Injecting excitement into plastics
The inaugural Plastics Design & Moulding (PDM) event was a finalist in the best launch show category at the prestigious annual Awards for Excellence run by the Association of Exhibition Organisers (AEO). PDM’s success lay in its clear focus on its target audience and on the creative, yet cost-effective, PR approach taken by Wildwood PR to inject new life and excitement into a manufacturing exhibition.
Rather than trying to be all things to all people, like many failing B2B exhibitions, PDM was aimed at a well-defined sector of the UK plastics industry – injection moulding, which accounts for roughly half of the plastics market, and allied this with plastics product design. This original approach gave the exhibition appeal to product designers, who had never been targeted at plastics events before.
As the show’s public relations agency, Wildwood PR was charged with building awareness of the new event to encourage exhibitors, drive visitor attendance and improve perceptions of the plastics industry amongst the general public.
Wildwood PR generated extensive media coverage in the plastics trade media to support the exhibition sales and visitor promotion programme. They also reached out to design audiences with features and previews of the event in “Eureka”, “New Design”, “Engineering” and “The Designer” magazines.

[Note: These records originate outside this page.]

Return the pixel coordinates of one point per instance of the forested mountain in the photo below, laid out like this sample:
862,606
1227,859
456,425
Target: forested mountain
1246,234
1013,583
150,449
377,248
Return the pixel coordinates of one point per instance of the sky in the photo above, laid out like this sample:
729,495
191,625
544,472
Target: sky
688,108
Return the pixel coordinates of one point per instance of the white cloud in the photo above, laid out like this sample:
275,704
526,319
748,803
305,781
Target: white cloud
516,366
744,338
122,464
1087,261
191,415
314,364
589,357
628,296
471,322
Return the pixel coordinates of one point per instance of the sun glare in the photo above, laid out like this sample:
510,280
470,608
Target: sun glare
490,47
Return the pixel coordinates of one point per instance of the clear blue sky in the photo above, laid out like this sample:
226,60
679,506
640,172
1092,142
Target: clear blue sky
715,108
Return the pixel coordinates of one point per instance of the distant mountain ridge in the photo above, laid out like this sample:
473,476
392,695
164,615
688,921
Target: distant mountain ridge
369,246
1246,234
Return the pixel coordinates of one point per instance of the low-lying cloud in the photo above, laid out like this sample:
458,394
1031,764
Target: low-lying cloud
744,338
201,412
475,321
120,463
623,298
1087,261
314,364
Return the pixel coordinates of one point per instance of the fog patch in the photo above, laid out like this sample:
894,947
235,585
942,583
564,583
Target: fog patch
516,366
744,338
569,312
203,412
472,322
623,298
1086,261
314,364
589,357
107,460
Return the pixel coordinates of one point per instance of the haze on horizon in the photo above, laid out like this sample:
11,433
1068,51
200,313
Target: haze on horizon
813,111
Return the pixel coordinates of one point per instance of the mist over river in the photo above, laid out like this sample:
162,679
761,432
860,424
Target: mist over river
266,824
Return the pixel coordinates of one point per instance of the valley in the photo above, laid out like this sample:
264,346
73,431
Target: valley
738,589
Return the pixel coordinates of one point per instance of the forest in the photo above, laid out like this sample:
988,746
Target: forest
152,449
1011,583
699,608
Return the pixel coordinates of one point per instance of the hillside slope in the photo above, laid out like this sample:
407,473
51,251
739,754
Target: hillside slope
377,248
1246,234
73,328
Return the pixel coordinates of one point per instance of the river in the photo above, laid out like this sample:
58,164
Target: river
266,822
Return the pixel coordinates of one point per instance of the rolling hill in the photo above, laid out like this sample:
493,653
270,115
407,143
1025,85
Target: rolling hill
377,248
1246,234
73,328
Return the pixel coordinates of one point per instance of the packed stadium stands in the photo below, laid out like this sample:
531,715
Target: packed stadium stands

One of the most successful elements of Wildwood’s PR campaign was a ‘Plastics Classics’ on-line vote to find the best plastics product design of all time, with the 12 short listed products displayed at PDM. This generated advance publicity in key design magazines and local press, emphasising the all-important design element of the show and resulting in more than 5,000 votes. The day before the exhibition opened, Wildwood PR announced that Lego had won the vote, securing a half page article in the Daily Mail, a feature on BBC online and a 10 minute discussion on Plastics Classics and PDM on the Business News section of Radio 2’s Johnnie Walker show, thus promoting the importance of the industry to a much wider audience, generating profile for the event and instilling confidence and a “feel-good” buzz amongst PDM exhibitors, conference speakers and visitors.
Since its launch the show continues to impress. The 2006 event saw 30% more exhibitors than on its debut last year, a rise in visitor numbers to 2,880, up more than 5% on last year’s total, and a PR campaign extended to embrace “The Engineer” and ” MCAD” amongst others.